I also think there is a need for the Security Council to reach an agreement on the uses to which the veto can be legitimately put. Specifically, I say a permanent member should not use it to defend a state because it's a friend when that state is seen to be violating its arms control obligations. It shouldn't be valid for a state to step in on a national interest basis to defend a state that is objectively in violation of the very agreements of which the Council is supposed to be the protector.

ACT: In terms of Iraq's proscribed weapons activities, what do you believe the Iraqi government has been able to achieve during the seven months since UN inspectors have been in the country?

Butler: I believe they have worked hard on increasing their missile capability, the range of those missiles and probably the number of them. I'm sure they've asked their nuclear team to start meeting again, and I feel certain, too, that they have commenced work again on making chemical and biological warfare agents.

ACT: How close could they be to a nuclear, biological or chemical capability?

Butler: Not sure. Nuclear relies very much on access to weapons-grade fissile material, in which they're very poor. In chemical and biological, they're really quite skilled, and I don't think there's any particular barrier to progress there. It's a question of what they choose to do. The missile field is an area where they lack certain machines and equipment, but there's reason to think they've been out in the world trying to procure those covertly. Now, how long all that will take, I'd only be guessing because we're not there and we can't see what they're doing.

ACT: Is Iraq transferring materiel, personnel and technology to other states in efforts to protect its weapons programs?

Butler: I don't know. There were reports in the past of some such transfers, but to be truthful, I don't know what the situation is today.

ACT: In the course of UNSCOM's inspections, what did you learn to that effect?

Butler: We saw critical information that there had been such transfers.

ACT: Can you say to which states?

Butler: No, I won't.

ACT: Is it better to have some sort of inspection mechanism in Iraq, even if it is not as strong as UNSCOM? Is something better than nothing?

Butler: That's a highly theoretical question. I don't honestly know the answer. There's a great temptation to say yes, something is better than nothing, but I have a deep-seated feeling that this could create illusory inspections—inspections that give the appearance of being sound when they aren't. It could be that, in this sort of arms control work, something could be worse than nothing because it could provide a false sense of security.

ACT: Even given ideal circumstances, is it possible for an inspection team to disarm a non-compliant state with 100 percent certainty?

Butler: The answer lies in finding the point of intersection between the highest possible degree of objective verification and agreement on the desirability of no one being armed with weapons of mass destruction.

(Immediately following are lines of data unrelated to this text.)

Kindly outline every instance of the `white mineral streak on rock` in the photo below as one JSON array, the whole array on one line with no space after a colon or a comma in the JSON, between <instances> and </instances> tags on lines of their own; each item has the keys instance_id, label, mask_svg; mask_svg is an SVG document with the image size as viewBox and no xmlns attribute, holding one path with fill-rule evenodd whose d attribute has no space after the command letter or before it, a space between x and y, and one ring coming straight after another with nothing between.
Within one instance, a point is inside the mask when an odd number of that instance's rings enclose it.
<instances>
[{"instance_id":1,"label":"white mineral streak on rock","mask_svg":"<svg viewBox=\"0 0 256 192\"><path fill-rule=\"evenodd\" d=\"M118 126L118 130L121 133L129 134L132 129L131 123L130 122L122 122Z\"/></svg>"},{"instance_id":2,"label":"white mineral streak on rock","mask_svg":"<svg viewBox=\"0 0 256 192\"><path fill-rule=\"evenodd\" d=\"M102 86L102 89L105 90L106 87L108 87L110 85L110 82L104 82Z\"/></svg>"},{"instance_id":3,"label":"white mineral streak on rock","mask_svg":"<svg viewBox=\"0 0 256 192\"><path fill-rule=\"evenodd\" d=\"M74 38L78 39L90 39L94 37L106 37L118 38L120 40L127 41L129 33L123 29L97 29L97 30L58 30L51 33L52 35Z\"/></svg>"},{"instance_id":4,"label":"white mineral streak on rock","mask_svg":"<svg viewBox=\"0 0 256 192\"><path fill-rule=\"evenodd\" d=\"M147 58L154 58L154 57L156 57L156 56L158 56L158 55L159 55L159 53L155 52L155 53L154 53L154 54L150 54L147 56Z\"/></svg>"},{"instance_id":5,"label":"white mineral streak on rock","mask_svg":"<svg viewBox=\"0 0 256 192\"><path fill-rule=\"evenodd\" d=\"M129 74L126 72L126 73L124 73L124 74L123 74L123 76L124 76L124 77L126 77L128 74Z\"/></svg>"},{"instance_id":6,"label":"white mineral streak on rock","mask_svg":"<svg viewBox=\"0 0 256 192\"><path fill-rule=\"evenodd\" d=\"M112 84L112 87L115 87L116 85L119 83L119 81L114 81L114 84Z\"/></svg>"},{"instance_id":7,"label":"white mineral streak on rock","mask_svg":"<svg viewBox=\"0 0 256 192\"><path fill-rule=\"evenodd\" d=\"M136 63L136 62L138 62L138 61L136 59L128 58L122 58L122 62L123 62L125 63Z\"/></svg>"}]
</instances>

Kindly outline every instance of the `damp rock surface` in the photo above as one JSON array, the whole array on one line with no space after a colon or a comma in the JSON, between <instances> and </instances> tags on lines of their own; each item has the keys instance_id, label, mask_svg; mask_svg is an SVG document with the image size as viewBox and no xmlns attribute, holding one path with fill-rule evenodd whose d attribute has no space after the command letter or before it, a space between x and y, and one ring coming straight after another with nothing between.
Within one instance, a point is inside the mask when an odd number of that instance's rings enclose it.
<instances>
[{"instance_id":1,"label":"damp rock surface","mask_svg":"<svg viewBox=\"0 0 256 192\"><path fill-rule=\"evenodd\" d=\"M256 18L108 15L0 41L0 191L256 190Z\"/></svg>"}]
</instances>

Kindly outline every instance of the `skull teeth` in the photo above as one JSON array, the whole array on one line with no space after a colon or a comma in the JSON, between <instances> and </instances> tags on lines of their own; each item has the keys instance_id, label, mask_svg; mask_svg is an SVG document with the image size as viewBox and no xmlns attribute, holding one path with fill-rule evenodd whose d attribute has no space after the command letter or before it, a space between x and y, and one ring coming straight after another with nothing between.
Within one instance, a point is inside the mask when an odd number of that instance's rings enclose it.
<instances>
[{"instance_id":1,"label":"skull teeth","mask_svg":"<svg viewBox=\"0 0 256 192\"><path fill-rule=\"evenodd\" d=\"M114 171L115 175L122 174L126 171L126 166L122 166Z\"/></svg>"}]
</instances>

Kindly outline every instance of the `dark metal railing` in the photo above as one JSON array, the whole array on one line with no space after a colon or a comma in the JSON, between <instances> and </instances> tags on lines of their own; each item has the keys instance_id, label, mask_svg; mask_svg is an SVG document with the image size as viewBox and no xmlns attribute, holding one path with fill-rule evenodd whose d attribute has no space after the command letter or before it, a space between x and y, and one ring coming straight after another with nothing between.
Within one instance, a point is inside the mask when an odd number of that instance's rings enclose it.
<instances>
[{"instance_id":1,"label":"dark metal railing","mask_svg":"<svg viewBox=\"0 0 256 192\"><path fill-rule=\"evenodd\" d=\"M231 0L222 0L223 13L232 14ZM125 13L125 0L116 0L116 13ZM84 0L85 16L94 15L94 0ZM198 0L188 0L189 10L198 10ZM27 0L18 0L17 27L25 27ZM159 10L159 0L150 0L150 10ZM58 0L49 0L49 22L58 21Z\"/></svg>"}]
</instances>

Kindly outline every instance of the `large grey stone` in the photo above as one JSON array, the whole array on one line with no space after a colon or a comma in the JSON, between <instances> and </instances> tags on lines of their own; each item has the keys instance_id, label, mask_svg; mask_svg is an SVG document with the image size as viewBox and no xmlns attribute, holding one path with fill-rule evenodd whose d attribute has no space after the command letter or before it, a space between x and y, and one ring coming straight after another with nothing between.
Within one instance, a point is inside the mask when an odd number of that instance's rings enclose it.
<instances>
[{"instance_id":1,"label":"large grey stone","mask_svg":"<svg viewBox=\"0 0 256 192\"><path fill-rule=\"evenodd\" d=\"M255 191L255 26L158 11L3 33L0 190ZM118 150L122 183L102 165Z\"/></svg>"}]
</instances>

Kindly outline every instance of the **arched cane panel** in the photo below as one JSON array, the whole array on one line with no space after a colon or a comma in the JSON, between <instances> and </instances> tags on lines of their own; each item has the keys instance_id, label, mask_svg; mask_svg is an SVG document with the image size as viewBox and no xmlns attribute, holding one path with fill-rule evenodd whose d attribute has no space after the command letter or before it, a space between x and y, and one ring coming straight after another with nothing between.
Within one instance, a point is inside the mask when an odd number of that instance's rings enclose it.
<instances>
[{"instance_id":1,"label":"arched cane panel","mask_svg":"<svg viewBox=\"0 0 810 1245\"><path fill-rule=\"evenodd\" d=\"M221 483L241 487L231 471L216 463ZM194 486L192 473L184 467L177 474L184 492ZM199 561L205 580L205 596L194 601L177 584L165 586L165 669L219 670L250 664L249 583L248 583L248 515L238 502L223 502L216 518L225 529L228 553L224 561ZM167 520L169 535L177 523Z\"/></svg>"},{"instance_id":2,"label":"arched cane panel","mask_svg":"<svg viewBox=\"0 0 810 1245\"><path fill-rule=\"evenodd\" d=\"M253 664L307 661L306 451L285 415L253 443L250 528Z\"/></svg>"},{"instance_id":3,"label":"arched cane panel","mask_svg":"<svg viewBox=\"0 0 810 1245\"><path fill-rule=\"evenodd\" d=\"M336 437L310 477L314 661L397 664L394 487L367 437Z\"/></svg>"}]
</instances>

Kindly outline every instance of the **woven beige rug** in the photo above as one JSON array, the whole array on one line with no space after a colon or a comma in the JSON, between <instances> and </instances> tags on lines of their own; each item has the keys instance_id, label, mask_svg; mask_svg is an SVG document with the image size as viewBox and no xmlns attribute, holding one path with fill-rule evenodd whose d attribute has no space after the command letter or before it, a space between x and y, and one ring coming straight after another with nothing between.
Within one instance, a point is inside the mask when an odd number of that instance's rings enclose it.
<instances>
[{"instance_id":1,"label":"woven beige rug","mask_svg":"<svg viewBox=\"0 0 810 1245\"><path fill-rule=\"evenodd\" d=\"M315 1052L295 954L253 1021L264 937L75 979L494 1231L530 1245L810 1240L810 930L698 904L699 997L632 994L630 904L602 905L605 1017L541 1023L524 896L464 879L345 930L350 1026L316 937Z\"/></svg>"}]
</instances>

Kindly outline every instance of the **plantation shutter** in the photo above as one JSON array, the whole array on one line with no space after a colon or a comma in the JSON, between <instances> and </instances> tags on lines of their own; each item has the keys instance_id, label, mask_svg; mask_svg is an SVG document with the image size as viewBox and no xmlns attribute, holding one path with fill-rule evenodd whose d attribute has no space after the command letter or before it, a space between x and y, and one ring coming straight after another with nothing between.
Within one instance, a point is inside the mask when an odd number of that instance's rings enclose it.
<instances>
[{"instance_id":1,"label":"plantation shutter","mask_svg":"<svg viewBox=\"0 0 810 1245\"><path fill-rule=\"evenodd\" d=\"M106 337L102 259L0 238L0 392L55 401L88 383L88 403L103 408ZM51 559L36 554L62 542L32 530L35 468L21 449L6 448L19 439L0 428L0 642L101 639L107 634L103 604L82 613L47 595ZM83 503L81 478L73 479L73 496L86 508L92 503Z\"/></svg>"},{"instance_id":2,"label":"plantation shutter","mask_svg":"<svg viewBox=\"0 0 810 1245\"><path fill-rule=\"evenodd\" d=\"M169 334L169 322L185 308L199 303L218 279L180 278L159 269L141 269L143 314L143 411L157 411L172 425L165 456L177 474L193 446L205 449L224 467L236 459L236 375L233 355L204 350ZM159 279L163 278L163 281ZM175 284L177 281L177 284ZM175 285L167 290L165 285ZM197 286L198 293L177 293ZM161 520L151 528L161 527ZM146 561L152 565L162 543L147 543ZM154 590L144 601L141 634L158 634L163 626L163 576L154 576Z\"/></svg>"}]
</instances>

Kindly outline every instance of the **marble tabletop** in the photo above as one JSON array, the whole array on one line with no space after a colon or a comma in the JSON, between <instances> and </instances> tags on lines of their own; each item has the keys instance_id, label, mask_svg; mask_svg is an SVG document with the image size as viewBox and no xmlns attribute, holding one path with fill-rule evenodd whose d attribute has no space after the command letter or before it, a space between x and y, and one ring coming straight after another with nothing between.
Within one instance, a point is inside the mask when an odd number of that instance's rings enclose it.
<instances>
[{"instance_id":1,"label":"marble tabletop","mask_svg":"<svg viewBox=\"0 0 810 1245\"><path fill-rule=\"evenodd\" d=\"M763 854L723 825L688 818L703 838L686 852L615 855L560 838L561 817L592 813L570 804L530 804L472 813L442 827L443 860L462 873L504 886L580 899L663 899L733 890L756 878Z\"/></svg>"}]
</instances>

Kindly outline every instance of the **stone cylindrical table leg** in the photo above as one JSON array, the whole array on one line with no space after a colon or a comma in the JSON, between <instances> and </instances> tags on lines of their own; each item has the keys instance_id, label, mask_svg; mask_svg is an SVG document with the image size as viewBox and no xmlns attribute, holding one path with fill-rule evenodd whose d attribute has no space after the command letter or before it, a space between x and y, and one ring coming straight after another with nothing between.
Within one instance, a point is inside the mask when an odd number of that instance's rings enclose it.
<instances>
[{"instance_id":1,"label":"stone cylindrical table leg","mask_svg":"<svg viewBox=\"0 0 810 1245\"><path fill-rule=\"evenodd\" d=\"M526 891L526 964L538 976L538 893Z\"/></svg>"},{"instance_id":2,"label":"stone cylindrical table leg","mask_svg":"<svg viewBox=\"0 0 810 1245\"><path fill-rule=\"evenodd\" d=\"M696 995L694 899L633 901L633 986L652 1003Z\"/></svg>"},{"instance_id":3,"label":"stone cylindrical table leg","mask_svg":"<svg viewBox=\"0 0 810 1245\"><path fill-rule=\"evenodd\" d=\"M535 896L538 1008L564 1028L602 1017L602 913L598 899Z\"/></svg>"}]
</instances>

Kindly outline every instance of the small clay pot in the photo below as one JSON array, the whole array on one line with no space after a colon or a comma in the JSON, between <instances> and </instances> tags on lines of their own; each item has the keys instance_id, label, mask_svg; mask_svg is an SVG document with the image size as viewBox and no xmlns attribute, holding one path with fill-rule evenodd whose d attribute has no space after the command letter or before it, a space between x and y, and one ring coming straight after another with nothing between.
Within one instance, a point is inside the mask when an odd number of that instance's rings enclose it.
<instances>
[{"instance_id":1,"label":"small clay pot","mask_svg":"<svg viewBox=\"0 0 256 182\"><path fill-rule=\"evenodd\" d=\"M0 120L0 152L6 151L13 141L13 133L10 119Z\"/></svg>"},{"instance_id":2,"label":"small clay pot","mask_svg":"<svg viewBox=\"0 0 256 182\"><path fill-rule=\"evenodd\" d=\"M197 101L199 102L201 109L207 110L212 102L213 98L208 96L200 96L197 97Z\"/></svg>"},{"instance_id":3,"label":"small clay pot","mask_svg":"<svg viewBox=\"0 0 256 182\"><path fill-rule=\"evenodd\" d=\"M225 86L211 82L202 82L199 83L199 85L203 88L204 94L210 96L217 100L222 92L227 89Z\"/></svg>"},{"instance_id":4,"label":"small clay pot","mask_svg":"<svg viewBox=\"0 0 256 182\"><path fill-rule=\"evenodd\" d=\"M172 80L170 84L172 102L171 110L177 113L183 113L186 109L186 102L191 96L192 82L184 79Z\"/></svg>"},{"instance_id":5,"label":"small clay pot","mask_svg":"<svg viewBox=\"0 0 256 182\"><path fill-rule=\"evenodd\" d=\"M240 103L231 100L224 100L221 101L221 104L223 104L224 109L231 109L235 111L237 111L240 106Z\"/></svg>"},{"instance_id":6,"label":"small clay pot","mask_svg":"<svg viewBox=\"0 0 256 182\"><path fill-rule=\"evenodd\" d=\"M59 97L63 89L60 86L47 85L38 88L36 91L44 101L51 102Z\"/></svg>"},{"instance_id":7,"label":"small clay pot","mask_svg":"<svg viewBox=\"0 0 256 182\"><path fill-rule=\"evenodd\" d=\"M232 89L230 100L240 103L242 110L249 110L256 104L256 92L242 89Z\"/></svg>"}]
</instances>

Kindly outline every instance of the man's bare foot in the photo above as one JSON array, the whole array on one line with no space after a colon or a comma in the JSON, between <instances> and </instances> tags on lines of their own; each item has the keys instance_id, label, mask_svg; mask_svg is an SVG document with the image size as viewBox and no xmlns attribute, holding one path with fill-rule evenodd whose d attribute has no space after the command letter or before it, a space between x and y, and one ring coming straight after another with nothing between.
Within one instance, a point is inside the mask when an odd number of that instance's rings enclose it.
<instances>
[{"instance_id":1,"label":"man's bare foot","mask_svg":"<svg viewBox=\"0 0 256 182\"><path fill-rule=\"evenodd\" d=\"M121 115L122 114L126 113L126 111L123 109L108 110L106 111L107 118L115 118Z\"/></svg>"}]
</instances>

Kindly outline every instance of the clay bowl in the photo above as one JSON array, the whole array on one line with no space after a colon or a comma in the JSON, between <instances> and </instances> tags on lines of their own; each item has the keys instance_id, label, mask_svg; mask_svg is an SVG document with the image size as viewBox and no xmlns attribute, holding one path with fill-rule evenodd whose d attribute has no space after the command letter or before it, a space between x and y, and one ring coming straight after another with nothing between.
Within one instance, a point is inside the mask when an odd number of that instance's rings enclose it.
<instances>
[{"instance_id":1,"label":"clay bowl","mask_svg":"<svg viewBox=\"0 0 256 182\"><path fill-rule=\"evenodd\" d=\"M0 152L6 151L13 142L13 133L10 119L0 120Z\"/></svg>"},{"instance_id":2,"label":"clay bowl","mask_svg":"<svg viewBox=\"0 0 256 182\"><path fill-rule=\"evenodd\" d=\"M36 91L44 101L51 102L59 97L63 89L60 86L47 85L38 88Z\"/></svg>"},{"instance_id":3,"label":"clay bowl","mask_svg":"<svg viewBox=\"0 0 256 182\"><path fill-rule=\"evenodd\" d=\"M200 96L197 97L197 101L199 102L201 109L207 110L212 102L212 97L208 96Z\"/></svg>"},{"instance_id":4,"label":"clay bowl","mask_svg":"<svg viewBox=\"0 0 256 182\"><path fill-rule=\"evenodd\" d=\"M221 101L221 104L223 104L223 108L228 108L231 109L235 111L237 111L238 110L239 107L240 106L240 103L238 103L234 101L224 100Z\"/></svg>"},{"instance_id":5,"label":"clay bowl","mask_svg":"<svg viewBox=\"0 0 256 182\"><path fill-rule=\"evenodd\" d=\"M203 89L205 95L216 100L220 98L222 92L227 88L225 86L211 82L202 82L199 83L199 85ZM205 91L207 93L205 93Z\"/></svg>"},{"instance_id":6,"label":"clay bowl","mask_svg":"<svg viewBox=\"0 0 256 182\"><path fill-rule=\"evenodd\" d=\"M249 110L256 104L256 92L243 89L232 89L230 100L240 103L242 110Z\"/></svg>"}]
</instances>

What I'm saying is that objective verification, by scientific and technical means, can always be cheated on. What fills that gap, whether it's a 5 percent gap or whatever, is the political commitment of states not to acquire weapons and of the enforcers to enforce the law. This is somewhat theoretical, but it adds up to the functional equivalent of something like 100 percent.

Iraq is a good case in point there. The means of verification and the work of UNSCOM has been very successful, but it won't hit 100 percent. For a while the Security Council was committed and that made the job broadly successful. But what was absent from the Iraq case from the beginning was a decision by the central government of Iraq not to comply with the resolutions. Absent that, there's always going to be a shortfall. The critical question then and now is, what is that shortfall? How many hidden missiles does it represent with what agents to be carried in the warhead and when will one of those warheads actually contain a nuclear explosive device? Those are the critical questions left by this breakdown when UNSCOM was halfway down the straight on the last lap of this race. That's what we don't know.